Bluetongue is here

It’s here. The five cases (23 as of October 3rd) of bluetongue virus found to date in animals in the UK have been declared an official outbreak by Defra officials. Farmers now have a new serious livestock disease threat to live with.
Deputy chief vet Fred Landeg says test results have shown the disease, which is transmitted by biting midges, is now circulating amongst livestock.
So far there have been five confirmed cases of the disease. All the animals which tested positive have been culled. The latest case was found at a farm near Burstall in Suffolk.
Mr Landeg told a news conference that laboratory results and further cases of bluetongue disease in Suffolk indicated bluetongue was circulating in the animal and the midge populations in the county. He announced a temporary control area from Lincolnshire to Essex to try and stamp it out.
There have been nearly 3,000 cases of bluetongue in northern Europe – including the Netherlands, Belgium, France and Germany – since July. It was generally agreed that is was only a matter of time before the midges and the disease hopped across the North Sea.

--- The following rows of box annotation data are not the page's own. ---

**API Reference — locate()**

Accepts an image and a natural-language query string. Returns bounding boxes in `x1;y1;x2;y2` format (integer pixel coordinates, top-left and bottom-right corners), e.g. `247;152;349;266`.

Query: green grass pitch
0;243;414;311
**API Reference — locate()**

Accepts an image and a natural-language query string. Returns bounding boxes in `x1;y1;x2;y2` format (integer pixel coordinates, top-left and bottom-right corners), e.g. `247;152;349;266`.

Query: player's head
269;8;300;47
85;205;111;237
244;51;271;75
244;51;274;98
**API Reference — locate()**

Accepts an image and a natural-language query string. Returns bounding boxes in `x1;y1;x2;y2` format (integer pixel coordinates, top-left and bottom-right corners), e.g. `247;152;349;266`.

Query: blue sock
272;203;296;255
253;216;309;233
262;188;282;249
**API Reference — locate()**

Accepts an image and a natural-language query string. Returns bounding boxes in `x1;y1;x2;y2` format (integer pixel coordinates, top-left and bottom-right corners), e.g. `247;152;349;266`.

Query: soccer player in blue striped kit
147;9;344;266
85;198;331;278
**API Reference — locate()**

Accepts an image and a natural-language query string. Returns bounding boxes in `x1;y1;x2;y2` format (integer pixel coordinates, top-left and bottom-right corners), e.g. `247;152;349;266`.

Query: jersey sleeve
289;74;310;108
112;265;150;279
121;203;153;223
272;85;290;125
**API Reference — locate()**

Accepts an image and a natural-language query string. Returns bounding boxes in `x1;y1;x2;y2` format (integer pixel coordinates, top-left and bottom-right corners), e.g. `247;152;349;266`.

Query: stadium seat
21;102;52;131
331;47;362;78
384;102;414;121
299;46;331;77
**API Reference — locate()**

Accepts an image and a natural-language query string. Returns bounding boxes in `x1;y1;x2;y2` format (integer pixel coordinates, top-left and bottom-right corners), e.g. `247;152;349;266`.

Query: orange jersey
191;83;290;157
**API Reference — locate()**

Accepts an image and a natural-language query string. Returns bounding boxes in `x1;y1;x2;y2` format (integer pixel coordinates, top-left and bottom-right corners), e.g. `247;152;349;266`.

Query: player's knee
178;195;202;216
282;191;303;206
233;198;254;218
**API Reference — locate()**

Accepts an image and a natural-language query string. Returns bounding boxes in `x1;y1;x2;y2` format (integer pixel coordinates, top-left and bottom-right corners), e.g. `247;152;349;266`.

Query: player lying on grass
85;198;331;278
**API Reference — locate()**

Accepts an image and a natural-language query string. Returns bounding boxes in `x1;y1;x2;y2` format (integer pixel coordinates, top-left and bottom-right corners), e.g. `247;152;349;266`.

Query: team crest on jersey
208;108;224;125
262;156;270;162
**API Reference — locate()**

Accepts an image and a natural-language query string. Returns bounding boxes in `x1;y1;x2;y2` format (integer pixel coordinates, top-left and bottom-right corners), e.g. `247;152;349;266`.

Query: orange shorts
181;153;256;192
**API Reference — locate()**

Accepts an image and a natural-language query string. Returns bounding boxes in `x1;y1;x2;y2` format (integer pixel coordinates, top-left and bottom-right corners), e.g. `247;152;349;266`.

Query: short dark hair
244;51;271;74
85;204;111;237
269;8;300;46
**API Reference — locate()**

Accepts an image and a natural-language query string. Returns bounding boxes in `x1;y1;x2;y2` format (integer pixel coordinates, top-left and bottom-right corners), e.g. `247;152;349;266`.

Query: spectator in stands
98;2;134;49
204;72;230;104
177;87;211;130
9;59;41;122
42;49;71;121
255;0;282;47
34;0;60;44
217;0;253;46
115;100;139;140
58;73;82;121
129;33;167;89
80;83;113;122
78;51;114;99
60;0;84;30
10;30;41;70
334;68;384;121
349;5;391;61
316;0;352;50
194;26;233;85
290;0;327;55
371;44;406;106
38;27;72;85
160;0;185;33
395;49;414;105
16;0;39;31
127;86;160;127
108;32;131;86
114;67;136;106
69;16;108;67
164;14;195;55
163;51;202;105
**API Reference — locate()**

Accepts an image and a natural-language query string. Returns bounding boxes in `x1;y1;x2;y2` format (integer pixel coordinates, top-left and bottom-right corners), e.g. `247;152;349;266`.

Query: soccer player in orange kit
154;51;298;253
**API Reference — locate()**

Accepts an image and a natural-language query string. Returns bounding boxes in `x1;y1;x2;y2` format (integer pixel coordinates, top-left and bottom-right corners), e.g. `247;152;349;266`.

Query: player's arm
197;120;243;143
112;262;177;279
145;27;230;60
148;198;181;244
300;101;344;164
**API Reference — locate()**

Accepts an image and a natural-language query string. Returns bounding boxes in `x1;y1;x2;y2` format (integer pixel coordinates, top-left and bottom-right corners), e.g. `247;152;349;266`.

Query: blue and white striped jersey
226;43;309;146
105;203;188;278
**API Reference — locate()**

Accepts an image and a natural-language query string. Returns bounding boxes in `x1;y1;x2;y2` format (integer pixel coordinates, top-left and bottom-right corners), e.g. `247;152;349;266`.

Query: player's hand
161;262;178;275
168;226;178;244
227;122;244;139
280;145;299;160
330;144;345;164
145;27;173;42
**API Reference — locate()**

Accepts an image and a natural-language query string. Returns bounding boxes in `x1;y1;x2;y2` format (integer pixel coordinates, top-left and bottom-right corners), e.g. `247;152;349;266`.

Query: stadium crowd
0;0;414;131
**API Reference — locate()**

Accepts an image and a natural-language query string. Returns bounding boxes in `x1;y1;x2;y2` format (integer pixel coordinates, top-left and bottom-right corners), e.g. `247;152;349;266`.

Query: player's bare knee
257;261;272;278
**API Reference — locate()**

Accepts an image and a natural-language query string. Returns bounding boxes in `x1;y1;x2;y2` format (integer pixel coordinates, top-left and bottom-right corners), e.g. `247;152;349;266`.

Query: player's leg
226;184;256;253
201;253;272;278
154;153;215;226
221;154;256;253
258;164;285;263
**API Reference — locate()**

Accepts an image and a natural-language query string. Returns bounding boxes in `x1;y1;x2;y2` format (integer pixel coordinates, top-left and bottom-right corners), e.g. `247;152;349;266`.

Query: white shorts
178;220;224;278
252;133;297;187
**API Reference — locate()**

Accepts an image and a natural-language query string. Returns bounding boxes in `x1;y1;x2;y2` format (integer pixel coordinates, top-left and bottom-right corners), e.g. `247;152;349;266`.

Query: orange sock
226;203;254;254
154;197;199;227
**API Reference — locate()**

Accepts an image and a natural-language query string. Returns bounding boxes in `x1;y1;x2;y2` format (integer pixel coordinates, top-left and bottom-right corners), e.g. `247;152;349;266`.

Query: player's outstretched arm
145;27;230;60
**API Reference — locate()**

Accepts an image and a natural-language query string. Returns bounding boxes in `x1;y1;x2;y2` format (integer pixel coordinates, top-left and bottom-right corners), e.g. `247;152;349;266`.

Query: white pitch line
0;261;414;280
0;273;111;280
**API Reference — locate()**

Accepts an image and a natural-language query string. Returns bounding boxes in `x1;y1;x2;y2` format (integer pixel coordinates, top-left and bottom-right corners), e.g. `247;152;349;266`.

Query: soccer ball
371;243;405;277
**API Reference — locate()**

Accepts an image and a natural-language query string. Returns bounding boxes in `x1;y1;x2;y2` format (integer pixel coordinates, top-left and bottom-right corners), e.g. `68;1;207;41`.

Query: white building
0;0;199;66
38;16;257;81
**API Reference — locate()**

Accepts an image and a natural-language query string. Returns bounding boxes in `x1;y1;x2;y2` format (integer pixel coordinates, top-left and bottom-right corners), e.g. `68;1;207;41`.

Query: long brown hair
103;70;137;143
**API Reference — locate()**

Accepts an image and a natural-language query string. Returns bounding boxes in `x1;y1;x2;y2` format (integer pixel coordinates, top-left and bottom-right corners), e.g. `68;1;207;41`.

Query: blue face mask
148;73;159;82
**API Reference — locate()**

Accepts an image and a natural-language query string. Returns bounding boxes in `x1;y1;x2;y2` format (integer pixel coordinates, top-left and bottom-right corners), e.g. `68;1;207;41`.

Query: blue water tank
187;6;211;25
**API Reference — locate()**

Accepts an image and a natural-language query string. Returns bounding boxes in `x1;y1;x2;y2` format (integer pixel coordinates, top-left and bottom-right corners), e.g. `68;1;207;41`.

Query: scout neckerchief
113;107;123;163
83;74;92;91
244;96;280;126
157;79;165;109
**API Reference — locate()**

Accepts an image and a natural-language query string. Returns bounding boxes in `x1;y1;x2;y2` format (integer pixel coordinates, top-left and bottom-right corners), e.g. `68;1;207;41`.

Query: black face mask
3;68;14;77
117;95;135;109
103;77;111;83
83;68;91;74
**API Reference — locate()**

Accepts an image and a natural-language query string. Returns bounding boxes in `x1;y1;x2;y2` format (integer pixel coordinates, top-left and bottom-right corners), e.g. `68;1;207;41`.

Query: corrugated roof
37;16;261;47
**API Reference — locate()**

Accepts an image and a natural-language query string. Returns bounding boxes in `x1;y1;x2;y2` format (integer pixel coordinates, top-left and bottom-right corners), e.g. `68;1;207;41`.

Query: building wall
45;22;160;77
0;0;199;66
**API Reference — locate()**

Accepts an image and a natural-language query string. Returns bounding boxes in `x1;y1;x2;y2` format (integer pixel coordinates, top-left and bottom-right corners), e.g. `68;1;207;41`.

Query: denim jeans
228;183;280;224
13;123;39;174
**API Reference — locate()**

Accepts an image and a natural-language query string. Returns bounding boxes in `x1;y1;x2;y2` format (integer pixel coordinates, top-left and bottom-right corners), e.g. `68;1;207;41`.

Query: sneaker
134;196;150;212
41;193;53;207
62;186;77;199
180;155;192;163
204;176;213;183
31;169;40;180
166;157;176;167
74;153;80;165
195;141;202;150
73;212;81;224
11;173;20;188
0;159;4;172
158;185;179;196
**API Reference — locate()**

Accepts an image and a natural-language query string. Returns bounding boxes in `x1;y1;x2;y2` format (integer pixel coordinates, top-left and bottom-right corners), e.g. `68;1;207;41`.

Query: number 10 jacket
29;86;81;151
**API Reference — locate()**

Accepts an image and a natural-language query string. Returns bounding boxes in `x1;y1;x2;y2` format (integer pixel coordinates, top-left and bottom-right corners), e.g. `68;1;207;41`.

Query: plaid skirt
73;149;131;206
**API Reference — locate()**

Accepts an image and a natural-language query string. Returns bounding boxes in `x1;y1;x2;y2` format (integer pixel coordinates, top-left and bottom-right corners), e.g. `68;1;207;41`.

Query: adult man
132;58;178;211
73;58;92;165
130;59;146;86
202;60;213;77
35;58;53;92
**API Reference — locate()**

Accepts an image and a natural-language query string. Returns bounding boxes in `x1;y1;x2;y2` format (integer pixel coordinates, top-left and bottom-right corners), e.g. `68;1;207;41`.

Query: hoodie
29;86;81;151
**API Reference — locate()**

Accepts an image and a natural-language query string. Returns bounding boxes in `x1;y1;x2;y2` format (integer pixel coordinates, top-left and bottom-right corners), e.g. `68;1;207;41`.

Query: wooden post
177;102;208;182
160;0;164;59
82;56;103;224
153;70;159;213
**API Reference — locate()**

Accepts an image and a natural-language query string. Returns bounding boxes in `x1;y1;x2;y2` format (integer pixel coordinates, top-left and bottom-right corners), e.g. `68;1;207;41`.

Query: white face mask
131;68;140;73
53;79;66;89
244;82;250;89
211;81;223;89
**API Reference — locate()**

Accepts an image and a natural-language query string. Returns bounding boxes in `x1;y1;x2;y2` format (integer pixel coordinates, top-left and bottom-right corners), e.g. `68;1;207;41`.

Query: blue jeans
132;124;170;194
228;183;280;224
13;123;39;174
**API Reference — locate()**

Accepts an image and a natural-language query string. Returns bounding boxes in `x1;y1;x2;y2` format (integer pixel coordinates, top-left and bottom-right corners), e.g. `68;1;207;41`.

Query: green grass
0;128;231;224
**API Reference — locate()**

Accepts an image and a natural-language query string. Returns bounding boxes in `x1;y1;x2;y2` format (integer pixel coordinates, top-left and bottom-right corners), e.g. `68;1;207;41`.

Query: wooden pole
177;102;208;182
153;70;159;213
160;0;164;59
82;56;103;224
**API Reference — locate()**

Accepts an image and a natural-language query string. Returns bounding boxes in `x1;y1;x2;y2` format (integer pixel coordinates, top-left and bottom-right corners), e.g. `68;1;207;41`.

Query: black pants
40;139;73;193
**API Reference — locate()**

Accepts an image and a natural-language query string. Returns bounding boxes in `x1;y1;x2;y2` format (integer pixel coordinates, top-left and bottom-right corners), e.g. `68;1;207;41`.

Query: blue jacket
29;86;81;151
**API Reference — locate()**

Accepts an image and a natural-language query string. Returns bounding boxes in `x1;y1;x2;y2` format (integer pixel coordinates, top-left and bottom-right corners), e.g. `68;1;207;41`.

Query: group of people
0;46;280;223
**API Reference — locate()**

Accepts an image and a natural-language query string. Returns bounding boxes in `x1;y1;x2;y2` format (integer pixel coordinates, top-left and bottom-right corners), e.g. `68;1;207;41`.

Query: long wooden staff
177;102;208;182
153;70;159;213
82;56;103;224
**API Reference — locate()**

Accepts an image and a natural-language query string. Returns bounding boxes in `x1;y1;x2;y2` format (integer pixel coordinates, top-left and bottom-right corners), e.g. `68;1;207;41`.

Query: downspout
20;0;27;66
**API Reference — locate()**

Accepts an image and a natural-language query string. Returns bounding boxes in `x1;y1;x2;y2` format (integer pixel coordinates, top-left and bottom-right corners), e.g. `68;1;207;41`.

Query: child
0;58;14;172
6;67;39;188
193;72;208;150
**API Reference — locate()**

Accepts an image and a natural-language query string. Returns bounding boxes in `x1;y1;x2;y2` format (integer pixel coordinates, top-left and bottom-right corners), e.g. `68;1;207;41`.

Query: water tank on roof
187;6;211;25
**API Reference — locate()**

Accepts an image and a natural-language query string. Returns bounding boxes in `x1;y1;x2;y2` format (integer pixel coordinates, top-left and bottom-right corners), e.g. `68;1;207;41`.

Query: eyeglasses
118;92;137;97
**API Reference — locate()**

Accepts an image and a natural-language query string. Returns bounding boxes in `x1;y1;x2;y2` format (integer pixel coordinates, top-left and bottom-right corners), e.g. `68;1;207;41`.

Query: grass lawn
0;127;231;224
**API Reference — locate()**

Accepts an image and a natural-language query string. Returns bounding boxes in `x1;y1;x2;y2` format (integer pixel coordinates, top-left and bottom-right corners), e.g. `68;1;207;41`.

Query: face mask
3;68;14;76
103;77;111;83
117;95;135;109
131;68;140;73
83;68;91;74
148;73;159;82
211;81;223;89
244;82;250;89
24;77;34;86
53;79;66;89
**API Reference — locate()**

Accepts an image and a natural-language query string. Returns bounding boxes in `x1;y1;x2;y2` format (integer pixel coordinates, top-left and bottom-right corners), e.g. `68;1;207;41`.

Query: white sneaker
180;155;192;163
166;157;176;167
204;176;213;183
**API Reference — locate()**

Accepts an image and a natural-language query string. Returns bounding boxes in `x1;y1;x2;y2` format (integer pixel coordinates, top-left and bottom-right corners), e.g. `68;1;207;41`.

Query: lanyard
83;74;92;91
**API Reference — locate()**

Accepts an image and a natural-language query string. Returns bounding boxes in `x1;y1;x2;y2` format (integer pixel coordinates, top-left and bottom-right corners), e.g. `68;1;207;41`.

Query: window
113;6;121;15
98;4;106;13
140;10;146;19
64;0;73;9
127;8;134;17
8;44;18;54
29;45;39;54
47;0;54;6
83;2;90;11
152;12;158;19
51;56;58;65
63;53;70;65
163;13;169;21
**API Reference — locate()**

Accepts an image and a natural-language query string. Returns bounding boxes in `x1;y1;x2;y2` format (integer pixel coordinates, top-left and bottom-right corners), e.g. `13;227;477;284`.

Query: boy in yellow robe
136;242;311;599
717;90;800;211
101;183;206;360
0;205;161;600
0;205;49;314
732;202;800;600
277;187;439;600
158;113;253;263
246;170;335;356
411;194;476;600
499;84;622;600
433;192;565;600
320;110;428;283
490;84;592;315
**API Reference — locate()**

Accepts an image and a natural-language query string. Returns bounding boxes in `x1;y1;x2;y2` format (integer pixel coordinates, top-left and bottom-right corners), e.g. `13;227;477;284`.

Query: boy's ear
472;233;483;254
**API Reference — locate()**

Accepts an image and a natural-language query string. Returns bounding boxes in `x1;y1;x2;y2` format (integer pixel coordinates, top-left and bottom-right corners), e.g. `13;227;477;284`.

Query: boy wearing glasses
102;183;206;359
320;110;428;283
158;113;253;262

Says Mr Landeg – “We had a meeting of our bluetongue expert group, and taking that advice and given the recent experience in northern Europe, I can now confirm we do have bluetongue virus circulating in this country.”
The Department for Environment, Food and Rural Affairs (Defra) announced the fifth case of blutongue un Suffolk on Thursday. ther cases were confirmed at Washbrook near Ipswich, a farm in Lound and in two animals on a rare breeds farm in Baylham, near Ipswich.